Wednesday, May 30, 2012

Do Expecting Mom's Celebrate Mother's Day?

You know, this is kind of a gray area where each expectant mother or couple sort of abides by the phrase, "To each, their own." You really have no need to define your reasoning one way or another to anyone but yourself.

Some expecting moms go through QUITE AN ORDEAL to become and remain pregnant. So you might decide that entitles you to having the red carpet open to you on this special Hallmark Day. Or maybe getting pregnant was easy, but you've had horrid morning sickness and side effects. Therefore, bring on the pampering. Or perhaps, your one of those women who's body was just MADE for having babies and life couldn't be more comfortable for nine months. But regardless, you don't think you should be punished for being awesome (and me hating you for not having any side effects). Whatever your circumstance, you don't have to justify why you would want or not want to celebrate Mother's Day prior to your baby's birth. Do what comes naturally.

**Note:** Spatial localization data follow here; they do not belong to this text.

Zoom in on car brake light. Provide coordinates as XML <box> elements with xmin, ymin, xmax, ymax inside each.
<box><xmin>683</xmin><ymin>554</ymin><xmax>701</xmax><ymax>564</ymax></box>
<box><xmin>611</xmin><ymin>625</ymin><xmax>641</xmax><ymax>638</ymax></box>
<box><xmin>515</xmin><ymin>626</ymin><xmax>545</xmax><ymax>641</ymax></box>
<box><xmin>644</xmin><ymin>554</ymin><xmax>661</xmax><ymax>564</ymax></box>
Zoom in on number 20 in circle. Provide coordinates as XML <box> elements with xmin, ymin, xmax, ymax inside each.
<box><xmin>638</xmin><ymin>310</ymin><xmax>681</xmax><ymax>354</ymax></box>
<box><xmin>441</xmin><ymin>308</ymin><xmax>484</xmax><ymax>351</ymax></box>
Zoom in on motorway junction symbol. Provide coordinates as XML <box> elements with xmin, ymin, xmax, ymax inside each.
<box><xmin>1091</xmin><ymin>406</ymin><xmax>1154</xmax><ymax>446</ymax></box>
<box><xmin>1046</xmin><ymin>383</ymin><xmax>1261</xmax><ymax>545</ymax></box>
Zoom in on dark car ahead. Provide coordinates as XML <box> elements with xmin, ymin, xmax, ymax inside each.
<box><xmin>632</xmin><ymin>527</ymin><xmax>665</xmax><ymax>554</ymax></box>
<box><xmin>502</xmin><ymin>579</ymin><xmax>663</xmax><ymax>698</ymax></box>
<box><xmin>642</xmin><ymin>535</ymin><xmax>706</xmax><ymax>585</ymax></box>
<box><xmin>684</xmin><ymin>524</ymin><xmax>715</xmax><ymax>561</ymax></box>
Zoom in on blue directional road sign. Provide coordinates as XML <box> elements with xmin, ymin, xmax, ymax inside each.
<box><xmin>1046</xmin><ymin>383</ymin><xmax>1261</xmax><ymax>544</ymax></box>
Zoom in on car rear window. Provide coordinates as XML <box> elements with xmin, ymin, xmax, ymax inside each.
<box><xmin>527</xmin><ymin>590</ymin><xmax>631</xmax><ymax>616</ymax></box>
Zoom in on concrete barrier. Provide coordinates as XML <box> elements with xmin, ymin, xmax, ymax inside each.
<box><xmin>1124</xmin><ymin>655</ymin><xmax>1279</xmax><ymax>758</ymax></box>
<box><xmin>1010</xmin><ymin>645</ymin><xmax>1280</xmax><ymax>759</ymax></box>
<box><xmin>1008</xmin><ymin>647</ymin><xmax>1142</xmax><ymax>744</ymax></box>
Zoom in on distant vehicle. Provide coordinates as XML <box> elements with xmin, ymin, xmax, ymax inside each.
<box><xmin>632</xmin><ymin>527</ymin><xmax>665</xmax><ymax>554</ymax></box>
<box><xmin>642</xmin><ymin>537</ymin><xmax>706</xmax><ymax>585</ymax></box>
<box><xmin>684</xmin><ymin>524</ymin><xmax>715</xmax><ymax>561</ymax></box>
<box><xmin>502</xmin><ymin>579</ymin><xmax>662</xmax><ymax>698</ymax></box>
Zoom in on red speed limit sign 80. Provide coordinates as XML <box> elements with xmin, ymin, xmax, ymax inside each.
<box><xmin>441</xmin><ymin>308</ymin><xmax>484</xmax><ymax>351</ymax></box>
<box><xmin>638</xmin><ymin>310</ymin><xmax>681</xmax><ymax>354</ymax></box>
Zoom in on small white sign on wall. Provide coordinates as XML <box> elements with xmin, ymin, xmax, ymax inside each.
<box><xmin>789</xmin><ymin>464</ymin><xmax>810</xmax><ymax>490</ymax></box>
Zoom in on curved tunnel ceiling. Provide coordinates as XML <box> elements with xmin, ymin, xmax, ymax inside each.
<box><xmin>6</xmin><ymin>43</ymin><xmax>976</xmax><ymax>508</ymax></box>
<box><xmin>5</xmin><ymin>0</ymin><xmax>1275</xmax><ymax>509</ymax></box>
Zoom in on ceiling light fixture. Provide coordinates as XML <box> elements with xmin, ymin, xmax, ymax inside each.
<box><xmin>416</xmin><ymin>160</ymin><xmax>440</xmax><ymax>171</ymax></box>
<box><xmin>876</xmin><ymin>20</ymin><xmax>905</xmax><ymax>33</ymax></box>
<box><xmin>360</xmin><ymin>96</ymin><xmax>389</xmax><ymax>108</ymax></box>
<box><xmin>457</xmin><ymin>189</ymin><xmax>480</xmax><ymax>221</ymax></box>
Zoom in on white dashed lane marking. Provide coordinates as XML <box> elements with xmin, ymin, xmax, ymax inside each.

If it helps, here's what I did this year: 

First of all, I decided that I was not going to discuss this question with my husband. I had a feeling that if I asked, I'd kinda of be insinuating that I was expecting him to do something for me even if I really was just curious what he thought about it. And if he DID do something for me after I'd asked, I'd wonder if it was merely a result of me questioning his stance on the matter. 

Instead, what I did to celebrate Mom's Day was to spend some serious time on preparations for the baby's arrival. I worked on organizing her closet, organizing MY closet, let alone, the rest of the house......ahhhhh! Nesting. I also spent some alone time reveling in all the daily activities I love to do solo with the understanding that it will take a lot more planning, effort, and coordination with my husband to partake in after the baby's arrival. For example, I went to the gym and worked-out for an hour. I took a really long shower afterwards, styled my hair, and went for a stroll along the Hudson to get a smoothie for lunch, people watch, and read my book in the sun. 

I'm confident that I will love my life just as much (if not more) with my baby now as part of it, but these few care-free, selfish occasions that I have left are very precious to me too. I'm ready for this change, but I want to savor every moment prior that I can. 

I also made a point to call my own Mom and sisters to have lengthier conversations than usual about how great I thought they were as moms, how they've been great examples for those of us expecting, etc. Of course, I used the time to fill them in on how our pregnancy was coming along too which was another way for me to celebrate my upcoming role as "Mom".

Funny enough, everyone around you will still say "Happy Mother's Day" regardless of what side of the fence you find yourself on this year. Strangers especially. If anything, a pregnant woman represents a mother in one of her finest moments. And it really does feel good knowing that you're glowing. So smile and say thanks with the understanding that you are a symbol of life and doing something miraculous!

As for what my husband did, I think it was extremely appropriate and didn't remotely feel forced. When he woke up, gave me a huge hug, and said, "Happy ALMOST Mothers' Day!" That actually really helped because it let me know where he stood without me asking AND it was still sort of a kick-off celebration of sorts. I like to think of his method as the pre-party approach; or maybe a pep-rally prior to the game. 

He then shared his happy revelation that he hadn't celebrated Mothers' Day since his own mommy had passed thirteen years ago and was glad to be joining in the annual celebration again. I suppose I'd never thought about how lonely and sad such a wonderful celebration can be if you are missing your own mommy. 

Unfortunately, as you may have read from prior posts, he's been studying for his CFA II exam every weekend (since what feels like forever ago) and had to get to the library early that morning to continue his work for the day. Therefore, we ran over to our favorite neighborhood grocer-deli-hardware store, Zabar's (www.zabars.com) to grab one of their sack breakfast specials: a buttery ham and cheese croissant, with coffee and juice; JUST $5! I in my work-out clothes, and he with with his (heavy) backpack, walked over to the small park benches in the center median of Broadway to enjoy our casual breakfast together and people watch.....something he's taught me to enjoy over the years. Then we split so he could go do his thing and I could do mine. 

I didn't expect to see him until after 4 PM, but he surprised me. In fact, I think he surprised himself. He did go and study for a few hours as planned, but came home around 2 PM with four really cute maternity outfits from Old Navy that he'd picked up on the way home. He said he wasn't even remotely satisfied with how much studying he'd done all day, but missed me terribly and just wanted to get home to hang out. 

So I guess on some level, while you couldn't find a man more excited about becoming a father, my husband is also cherishing this time we have alone as a twosome prior to our baby girl's homecoming..........I couldn't have invented a more precious "ALMOST Mothers' Day" if I'd tried. I was exactly what I needed and truly captured the excitement of things to come.